Hanna Ramras - January 26, 2008

Fate of Mother

Let me take you back again to the middle of the war. So, you had no--there was no knowledge of what...

No, the shock only came when I was in Manchester uh, and when--I remember General Montgomery that was the, the British general and who was there, Patton?

Patton.

And there were others...

Eisenhower.

Eisenhower, of course. He was a top man and they opened the gates of the, of the concentration camps ???...

The British, the British opened Bergen-Belsen.

And then we saw these, these documentary films and that was horrible.

And during the war were you thinking or wondering about what your mother was doing? I mean, you weren't hearing anything from her.

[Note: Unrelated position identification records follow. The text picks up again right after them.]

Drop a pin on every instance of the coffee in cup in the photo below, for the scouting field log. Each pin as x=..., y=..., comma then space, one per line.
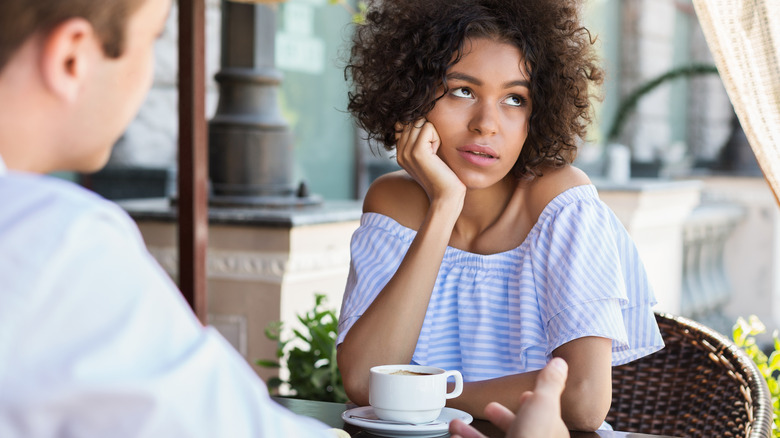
x=411, y=393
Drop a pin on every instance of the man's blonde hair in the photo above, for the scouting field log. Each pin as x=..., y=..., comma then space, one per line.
x=21, y=19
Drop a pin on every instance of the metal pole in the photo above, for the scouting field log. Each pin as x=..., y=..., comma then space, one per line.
x=250, y=143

You know, for the first--once the war broke out even when I was already in boarding school the mail system stopped and there messages that we received and we could send through the Red Cross. I could write twenty five words just to show my mother and my grandfather that I was fine and that I was happy and that I hoped they were all right--twenty five words. And I received back twenty five words.

From Theresienstadt.

No, Theresienstadt came later--from Aussig.

Aussig, Aussig. Did you receive mail from Theresienstadt?

No.

Do you think she might have been sent to Auschwitz from Theresienstadt?

Possibly, possibly. But, you know, I often thought that she didn't have a living chance because she was not a fighter. She was very weak after my father died. In those days women were very dependent on their husbands. They didn't have a trade, they didn't have a profession. It was a different world and she was--I think she was very--she must've gone into a depression. If she couldn't take care of me it was either through health or lack of it and through lack of funds--the widow's pension and then I don't know if that continued to come in, in Sudetenland to a person like that.

Do you think she, she managed to raise the money to--it was fifty pounds per child in order, in order to get a child to England because they needed what they were calling the repatriation funds.

She may have--not she--my grandfather.

Your grandfather.

My grandfather, my grandfather is the man with the connections.

And then...

She went back to her father from Bra...from Bratislava.